Au premier rang des intérêts les plus étroitement liés à la conservation et à la dignité d’une nation, nous plaçons ceux de l’armée, que la IIIe République a reconstituée sur des bases si fortes et si larges qu’elle est à la fois l’expression même, la sécurité et l’orgueil de la France. (Applaudissements à l’extrême gauche et sur divers bancs.)

Nous pensons avec ses chefs les plus illustres et ses guides les plus sûrs que l’inviolable attachement à la discipline est la première et l’essentielle garantie de sa propre grandeur. (Applaudissements à gauche.)

À droite. — Vive Galliffet ! (Bruit.)

M. le président. — Si vous croyez que ces interruptions ajoutent à la force de vos idées, vous vous trompez singulièrement !

M. Cuneo d’Ornano. — Avez-vous jamais vu qu’on ait fait ici quelque chose qui ait ajouté à la force des idées ?

M. le président du conseil. — Nous entendons la défendre avec la même énergie et contre les attaques dont elle serait l’objet et contre les sollicitations qui sont la plus imméritée des injures. (Applaudissements à gauche.)

Nous souhaitons avant tout, et comme tous ceux qui font de l’unité morale de la France la condition même du rôle civilisateur qui lui est assigné, que l’apaisement se fasse. (Exclamations à droite. — Mouvements divers.)
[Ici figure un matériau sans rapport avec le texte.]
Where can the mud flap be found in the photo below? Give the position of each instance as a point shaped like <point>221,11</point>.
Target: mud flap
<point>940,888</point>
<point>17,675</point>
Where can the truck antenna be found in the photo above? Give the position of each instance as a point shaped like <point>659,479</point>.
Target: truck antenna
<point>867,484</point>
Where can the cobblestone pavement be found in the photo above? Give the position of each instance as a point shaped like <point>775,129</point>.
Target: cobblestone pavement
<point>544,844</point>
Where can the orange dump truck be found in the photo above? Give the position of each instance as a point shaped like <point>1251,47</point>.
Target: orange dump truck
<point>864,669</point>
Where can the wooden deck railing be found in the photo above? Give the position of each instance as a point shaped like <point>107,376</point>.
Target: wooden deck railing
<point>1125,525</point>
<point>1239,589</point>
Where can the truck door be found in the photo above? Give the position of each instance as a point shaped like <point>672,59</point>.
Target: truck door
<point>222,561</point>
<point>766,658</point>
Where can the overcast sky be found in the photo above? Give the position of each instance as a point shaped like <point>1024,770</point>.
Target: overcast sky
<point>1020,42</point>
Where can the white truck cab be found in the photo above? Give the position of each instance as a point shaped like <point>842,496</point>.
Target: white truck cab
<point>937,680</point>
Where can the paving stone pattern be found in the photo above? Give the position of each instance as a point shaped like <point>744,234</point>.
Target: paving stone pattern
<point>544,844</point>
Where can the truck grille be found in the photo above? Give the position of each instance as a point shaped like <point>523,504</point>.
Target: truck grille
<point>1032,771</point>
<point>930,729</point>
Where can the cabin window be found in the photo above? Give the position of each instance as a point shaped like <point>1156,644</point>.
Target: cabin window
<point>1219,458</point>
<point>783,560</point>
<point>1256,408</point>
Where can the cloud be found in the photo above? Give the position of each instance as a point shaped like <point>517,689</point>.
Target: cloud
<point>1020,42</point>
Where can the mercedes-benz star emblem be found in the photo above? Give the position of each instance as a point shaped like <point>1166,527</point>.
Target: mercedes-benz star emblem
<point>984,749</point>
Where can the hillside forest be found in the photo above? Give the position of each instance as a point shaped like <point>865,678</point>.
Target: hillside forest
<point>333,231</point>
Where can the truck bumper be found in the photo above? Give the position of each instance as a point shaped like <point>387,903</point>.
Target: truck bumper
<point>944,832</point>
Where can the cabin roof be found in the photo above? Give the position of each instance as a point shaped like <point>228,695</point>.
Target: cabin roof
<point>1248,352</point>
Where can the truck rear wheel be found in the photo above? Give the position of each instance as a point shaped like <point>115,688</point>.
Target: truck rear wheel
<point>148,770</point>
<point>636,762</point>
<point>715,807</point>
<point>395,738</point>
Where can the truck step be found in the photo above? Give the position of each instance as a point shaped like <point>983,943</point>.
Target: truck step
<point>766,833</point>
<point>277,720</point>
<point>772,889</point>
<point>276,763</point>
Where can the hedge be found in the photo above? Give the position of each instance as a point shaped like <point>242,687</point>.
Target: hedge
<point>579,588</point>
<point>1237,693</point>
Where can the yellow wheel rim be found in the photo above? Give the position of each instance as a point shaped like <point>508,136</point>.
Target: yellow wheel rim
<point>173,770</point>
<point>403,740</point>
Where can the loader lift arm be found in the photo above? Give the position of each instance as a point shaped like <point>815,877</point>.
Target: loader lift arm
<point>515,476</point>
M. le président. — Vous interrompez à chaque instant, messieurs. Êtes-vous si peu maîtres de vous-mêmes ? (Très bien ! très bien !)

M. le président du conseil. — Il se produira promptement si chacun, renonçant à se faire soi-même justice, à préparer ou à dicter des sentences, s’incline devant la loi. (Applaudissements à gauche.)

Pour accomplir l’œuvre qui nous est dévolue, et pour arrêter toutes les mesures qu’elle comporte, nous avons besoin du concours du Parlement et de toute sa confiance. (Interruptions à droite.)

M. Pierre Richard. — Vous tremblez !

M. le président. — Je vous rappelle à l’ordre.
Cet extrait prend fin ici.